We make the locking and the transfer of information specific, even if we
are still receiving things through the main thread.
Signed-off-by: Juan Quintela <quintela@redhat.com>
--
We split when we create the main channel and where we start the main
migration thread, so we wait for the creation of the other threads.
Use multifd_clear_group().
---
migration/migration.c | 7 ++++---
migration/migration.h | 1 +
migration/ram.c | 55 +++++++++++++++++++++++++++++++++++++++++++++++----
migration/socket.c | 2 +-
4 files changed, 57 insertions(+), 8 deletions(-)

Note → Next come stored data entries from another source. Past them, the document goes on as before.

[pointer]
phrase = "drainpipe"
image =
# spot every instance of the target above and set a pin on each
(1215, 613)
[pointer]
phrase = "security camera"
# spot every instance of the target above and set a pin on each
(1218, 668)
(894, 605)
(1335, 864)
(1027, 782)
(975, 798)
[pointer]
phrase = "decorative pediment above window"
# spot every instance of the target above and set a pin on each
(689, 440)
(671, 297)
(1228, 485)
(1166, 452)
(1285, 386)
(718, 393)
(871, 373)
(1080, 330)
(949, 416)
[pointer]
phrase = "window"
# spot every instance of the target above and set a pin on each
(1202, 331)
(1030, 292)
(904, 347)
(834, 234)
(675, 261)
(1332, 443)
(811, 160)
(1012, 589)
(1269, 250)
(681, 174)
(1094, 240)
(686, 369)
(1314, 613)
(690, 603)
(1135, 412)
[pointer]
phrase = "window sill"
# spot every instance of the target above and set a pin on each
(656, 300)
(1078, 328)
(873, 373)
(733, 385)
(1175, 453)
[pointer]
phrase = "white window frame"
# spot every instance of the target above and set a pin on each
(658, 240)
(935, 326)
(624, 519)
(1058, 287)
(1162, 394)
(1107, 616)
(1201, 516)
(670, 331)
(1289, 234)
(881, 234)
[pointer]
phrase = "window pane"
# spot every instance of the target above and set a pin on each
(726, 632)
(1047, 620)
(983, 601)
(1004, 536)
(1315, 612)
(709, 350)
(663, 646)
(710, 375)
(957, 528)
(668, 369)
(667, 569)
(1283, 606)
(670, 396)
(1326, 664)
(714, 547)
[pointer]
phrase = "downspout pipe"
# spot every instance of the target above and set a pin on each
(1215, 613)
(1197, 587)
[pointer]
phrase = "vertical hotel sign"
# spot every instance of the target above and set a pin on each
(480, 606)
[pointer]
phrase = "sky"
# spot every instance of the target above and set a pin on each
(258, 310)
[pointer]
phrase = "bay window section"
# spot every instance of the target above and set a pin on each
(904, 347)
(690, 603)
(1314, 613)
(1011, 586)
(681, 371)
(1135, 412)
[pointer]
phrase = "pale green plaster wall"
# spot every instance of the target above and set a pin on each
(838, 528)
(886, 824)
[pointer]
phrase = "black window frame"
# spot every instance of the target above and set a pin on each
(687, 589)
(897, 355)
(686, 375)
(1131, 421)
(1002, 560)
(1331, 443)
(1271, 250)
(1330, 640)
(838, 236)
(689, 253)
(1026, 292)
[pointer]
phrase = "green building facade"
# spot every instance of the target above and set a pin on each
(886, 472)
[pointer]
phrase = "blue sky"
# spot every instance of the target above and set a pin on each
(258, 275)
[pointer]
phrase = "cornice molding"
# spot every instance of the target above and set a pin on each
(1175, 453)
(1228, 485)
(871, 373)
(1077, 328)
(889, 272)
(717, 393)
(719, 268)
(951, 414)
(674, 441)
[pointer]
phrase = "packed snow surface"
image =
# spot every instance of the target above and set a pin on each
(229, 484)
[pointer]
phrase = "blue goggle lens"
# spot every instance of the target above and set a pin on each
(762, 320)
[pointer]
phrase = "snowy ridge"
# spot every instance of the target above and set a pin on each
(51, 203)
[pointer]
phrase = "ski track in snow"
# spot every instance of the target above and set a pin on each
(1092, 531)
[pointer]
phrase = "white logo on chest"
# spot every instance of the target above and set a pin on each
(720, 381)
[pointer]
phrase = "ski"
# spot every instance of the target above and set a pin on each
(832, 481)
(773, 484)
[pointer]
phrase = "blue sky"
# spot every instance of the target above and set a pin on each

diff --git a/migration/migration.c b/migration/migration.c
index 8e9505a..b78dffc 100644
--- a/migration/migration.c
+++ b/migration/migration.c
@@ -381,7 +381,7 @@ static void migration_incoming_setup(QEMUFile *f)
qemu_file_set_blocking(f, false);
}
-static void migration_incoming_process(void)
+void migration_incoming_process(void)
{
Coroutine *co = qemu_coroutine_create(process_incoming_migration_co, NULL);
qemu_coroutine_enter(co);
@@ -400,9 +400,10 @@ void migration_ioc_process_incoming(QIOChannel *ioc)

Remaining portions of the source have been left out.